Absolutely he does...that is why I whipped out the camera and took a shoot.

Thanks for looking.


----------



## dcmoody23 (Jan 13, 2010)

Oh and I realized after posting that my first line probably came off as rude.. I meant it in reference to the "does this saddle make my butt look big?" As in I had thought someone was asking if a saddle made their butt big  I didn't realize it was in the just for fun forum, so I apologize for that 

That's great.. must've taken some serious training to get him to do that!
:thumbup: Now that I'm not blindly posting my ignorant remarks, I will say that I love the shot!  I've had my camera just a few days now but I snag a shot of the pup every chance I get!


----------



## Battou (Jan 13, 2010)

I was expecting to see a taked horse looking at it's own backside as if asking and looking to see.


----------



## kundalini (Jan 13, 2010)

> *Does this saddle make my butt look big?*


Yes.... *Two Axe Handles Wide*


----------



## Mulewings~ (Jan 13, 2010)

Oh gosh no offense taken...it was posted in Just for Fun ~~ so I thought we'd have some fun...
I thought the same thing...Do I dare title the photo that?
But that's what I thought when I took it.

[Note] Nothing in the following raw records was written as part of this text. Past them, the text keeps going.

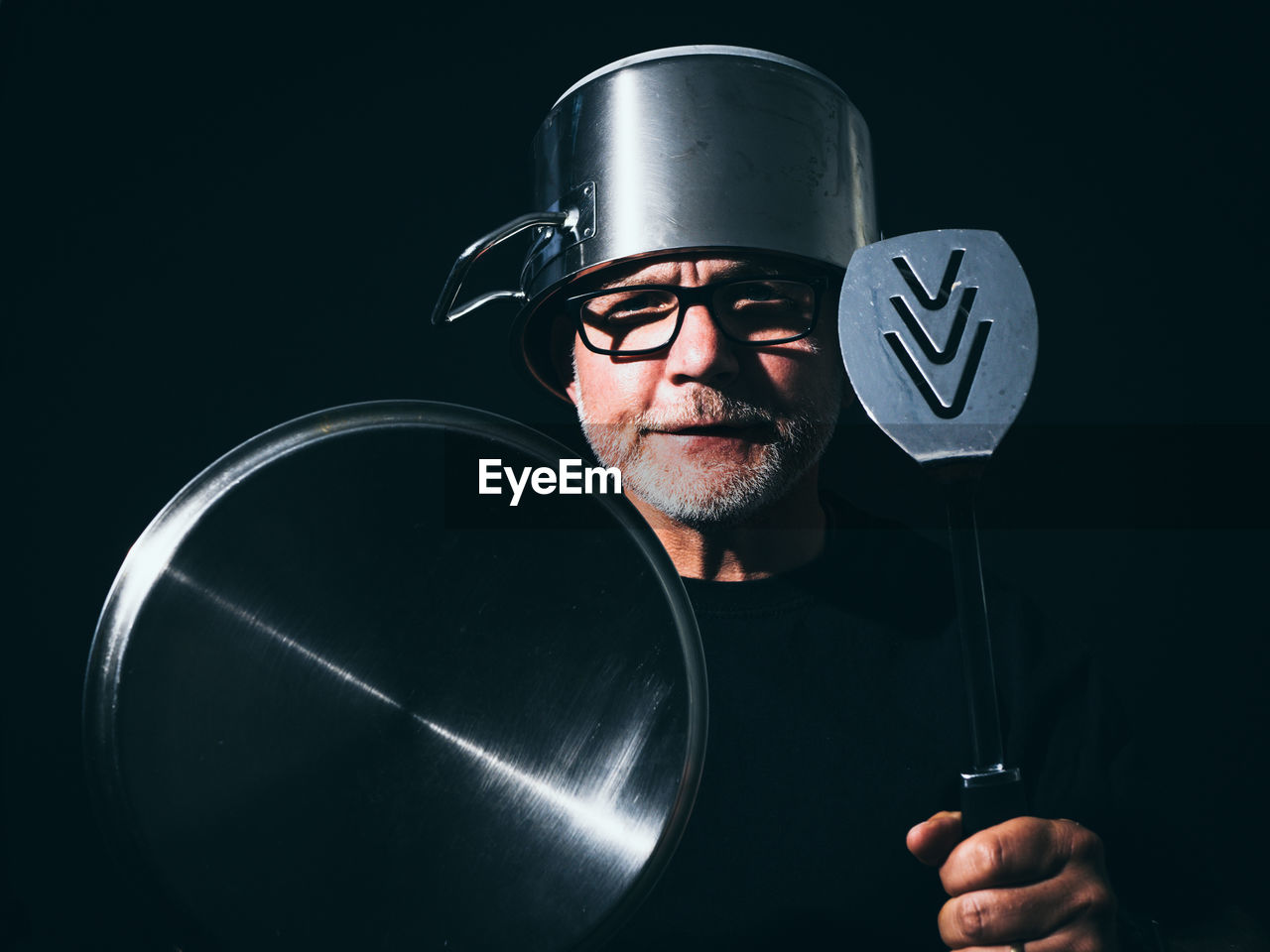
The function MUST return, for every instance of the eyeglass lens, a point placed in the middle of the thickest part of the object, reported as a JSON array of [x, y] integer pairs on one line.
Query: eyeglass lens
[[749, 311]]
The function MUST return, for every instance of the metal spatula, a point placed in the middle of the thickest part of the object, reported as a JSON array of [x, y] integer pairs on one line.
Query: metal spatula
[[939, 336]]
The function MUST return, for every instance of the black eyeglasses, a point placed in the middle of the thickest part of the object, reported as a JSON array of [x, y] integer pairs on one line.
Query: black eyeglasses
[[643, 318]]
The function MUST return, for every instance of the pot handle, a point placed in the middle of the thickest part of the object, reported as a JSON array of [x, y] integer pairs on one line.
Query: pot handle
[[445, 309]]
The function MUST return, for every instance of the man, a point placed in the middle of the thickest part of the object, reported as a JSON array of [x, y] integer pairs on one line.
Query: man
[[683, 295], [717, 438]]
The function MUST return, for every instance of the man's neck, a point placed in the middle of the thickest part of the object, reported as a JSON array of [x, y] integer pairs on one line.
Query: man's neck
[[780, 537]]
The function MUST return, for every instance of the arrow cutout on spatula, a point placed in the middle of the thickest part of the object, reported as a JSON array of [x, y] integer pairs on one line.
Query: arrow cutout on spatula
[[933, 353]]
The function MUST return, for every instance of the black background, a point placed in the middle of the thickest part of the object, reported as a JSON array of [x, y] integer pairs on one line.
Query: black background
[[221, 216]]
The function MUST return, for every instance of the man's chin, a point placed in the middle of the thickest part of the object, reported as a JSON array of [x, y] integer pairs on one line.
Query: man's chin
[[699, 497]]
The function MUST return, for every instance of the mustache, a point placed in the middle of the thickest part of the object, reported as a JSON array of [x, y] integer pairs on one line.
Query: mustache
[[706, 407]]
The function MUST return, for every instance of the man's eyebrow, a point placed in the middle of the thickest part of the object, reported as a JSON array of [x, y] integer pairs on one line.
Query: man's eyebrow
[[738, 270]]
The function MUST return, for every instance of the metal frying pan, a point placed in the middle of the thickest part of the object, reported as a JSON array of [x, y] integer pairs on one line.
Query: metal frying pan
[[338, 698]]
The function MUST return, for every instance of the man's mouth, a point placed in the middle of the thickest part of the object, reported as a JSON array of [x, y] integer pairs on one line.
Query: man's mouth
[[721, 429]]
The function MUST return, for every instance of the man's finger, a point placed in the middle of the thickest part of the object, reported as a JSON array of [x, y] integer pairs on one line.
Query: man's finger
[[1064, 905], [931, 841], [1020, 851]]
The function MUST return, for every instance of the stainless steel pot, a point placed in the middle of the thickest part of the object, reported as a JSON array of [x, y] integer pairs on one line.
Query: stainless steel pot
[[676, 150]]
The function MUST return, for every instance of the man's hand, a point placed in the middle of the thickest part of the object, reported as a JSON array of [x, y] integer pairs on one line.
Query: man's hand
[[1025, 881]]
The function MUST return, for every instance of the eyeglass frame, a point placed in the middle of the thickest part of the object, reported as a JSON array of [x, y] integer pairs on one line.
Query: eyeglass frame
[[691, 298]]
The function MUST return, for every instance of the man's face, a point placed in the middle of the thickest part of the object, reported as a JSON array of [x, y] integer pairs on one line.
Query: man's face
[[708, 430]]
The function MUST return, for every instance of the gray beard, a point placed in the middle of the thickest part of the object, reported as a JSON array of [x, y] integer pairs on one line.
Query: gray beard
[[715, 494]]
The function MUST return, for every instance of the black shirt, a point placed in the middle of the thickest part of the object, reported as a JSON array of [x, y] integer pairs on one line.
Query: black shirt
[[837, 721]]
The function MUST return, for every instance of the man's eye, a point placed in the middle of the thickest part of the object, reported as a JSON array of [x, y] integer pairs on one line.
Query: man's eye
[[760, 296]]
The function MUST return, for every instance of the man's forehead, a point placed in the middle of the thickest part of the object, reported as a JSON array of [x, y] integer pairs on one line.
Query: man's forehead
[[699, 267]]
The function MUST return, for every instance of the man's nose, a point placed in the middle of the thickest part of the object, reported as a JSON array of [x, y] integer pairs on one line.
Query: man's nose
[[701, 352]]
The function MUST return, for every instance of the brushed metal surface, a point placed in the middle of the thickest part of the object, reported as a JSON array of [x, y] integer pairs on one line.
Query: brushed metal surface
[[339, 699], [939, 336], [705, 146]]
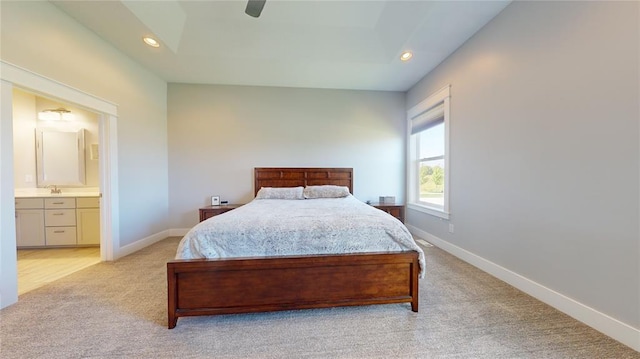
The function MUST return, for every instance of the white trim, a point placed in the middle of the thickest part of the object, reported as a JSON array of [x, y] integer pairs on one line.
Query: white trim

Battou~ I've done one of those too!  Thought this would be a different twist.


----------



## Mulewings~ (Jan 13, 2010)

kundalini said:


> > *Does this saddle make my butt look big?*
> 
> 
> Yes.... *Two Axe Handles Wide*



OHHH Yeah!


----------



## keith foster (Jan 13, 2010)

Great shot!  Thanks for the laugh!


----------



## keith foster (Jan 13, 2010)

Thanks Kundalini for the link. And thanks for taking that picture when she wasn't wearing those!


----------



## dcmoody23 (Jan 13, 2010)

Haha oh my, that link is almost too much to handle 
That draws the border between fun and innocent to "ohhhh, my" 
Was it a find or something you took? Either way, I'm off to find my 300 lb queen!


----------



## kundalini (Jan 13, 2010)

Sorry to drudge up the past, but I'm having too much fun tonight.  

http://www.thephotoforum.com/forum/just-fun/118886-does-make-my-butt-look-fat.html


----------